DNA analysis of blood cells determined those subjects who had no inherited risk for (or who weren’t genetically prone to) hematologic diseases. The 160 genes that are known to be mutated in hematologic cancers were analyzed in the subjects without genetic risk. The results? While somatic mutations were rare in those under age 40, this significantly increased with aging as evidenced by the following results:
- Age 60–69: 5.6% had somatic mutations
- Age 70–79: 9.5% had somatic mutations
- Age 80–89: 11.7% had somatic mutations
- Age 90–108: 18.4% had somatic mutations
In these subjects, somatic mutations in the hematopoietic stem cells (the blood-producing cells) of bone marrow were not only associated with an increased risk of hematologic cancers with aging but also with all-cause mortality (death from any cause), heart disease, and stroke. These somatic mutations are found in bone marrow and blood cells, and this finding (predisease) on blood screening, for example, actually has a term: clonal hematopoiesis of indeterminate potential, or CHIP for short. In other words, somatic mutations (as evidenced by the detection of CHIP) in hematopoietic stem cells and the conditions associated with these mutations—cancer, heart disease, stroke, and more—increase as you age and are associated with your risk of death. The more of these abnormal cells, the more likely it is that you will die from a plethora of diseases.

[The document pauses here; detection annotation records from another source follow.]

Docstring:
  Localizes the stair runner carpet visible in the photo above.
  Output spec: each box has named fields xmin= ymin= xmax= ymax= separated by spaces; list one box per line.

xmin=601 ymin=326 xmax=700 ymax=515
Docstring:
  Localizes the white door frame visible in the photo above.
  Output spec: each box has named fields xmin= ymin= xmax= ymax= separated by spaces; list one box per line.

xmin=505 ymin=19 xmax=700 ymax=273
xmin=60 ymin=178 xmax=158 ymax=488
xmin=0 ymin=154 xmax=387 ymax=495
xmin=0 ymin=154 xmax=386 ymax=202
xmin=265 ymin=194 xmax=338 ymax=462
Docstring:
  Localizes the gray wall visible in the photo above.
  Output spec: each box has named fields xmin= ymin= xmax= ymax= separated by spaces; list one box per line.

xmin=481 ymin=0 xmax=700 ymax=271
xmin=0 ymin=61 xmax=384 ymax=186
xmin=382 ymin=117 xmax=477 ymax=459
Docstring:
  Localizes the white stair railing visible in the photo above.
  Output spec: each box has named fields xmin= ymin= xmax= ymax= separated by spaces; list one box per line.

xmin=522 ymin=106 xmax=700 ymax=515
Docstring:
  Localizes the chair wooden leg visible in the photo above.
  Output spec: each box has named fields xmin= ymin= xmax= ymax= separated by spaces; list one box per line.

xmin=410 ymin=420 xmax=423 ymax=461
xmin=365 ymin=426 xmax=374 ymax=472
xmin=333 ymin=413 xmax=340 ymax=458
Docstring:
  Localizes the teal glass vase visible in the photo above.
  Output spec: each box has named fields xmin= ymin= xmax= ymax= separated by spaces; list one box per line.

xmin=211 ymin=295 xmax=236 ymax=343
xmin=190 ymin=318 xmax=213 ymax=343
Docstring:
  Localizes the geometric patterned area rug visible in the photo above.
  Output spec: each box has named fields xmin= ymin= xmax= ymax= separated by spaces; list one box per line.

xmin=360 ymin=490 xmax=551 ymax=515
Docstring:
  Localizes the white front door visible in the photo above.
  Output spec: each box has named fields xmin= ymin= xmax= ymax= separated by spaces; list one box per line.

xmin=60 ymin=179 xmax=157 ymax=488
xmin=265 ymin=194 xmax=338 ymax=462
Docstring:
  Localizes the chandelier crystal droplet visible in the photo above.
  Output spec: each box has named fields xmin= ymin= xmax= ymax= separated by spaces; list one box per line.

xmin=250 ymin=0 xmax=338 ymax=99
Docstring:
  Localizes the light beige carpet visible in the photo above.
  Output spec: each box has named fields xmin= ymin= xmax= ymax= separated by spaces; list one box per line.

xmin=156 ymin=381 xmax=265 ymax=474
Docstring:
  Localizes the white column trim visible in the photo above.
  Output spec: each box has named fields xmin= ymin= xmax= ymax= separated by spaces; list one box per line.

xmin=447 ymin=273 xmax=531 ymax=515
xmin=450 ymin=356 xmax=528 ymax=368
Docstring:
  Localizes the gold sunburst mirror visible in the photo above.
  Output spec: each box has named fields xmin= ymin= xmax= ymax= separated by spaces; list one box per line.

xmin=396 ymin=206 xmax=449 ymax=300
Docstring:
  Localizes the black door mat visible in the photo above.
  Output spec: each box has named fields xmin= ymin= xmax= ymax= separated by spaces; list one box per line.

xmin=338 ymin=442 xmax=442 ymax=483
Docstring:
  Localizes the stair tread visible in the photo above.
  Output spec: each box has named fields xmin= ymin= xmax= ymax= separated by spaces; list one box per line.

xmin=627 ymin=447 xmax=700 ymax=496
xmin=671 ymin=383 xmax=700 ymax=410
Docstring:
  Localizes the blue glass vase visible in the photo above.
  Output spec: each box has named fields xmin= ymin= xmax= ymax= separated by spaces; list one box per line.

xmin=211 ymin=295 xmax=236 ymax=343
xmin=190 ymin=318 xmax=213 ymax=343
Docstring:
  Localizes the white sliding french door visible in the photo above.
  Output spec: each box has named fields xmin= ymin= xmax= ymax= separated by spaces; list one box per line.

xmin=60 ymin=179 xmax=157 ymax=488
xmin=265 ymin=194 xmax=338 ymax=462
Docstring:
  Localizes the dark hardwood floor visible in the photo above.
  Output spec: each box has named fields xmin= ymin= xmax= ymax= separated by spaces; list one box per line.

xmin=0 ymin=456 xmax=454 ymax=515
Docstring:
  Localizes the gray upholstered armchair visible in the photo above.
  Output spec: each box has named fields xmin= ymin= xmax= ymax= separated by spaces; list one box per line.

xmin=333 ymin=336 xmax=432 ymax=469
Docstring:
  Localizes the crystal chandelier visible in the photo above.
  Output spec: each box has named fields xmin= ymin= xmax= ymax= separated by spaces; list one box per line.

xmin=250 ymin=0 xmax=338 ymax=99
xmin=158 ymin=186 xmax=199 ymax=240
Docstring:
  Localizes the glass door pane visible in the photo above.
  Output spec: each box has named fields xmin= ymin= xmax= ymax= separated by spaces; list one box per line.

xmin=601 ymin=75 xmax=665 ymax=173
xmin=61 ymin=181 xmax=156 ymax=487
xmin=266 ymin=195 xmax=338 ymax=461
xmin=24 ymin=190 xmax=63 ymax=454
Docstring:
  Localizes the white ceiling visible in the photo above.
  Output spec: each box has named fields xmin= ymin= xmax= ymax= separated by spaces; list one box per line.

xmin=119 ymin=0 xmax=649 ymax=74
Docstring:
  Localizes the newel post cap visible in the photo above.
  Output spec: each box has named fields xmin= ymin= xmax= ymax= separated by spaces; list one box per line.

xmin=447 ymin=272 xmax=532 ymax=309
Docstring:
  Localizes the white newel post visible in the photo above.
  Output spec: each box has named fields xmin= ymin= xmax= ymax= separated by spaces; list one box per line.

The upshot? If confirmed by other studies, this is a VERY big discovery. Why? While we’re busy as doctors chasing cholesterol and other blood level or serum markers, the percentage of your cells that have mutated may turn out to be a far more important indicator of your overall health and risk of dying. If that’s the case, then your cumulative exposure to things like radiation, the sun, chemicals, electromagnetic fields, and the like may be an important metric that determines your health. On the other hand, we all have robust cellular machinery to repair these cell mutations. In people that live to be 100, it’s been noted that their cell repair mechanism doesn’t get degraded as much as they age. Hence, finding ways to keep that cell repair machinery revved up may be the next wonder drug, regardless of exposure levels!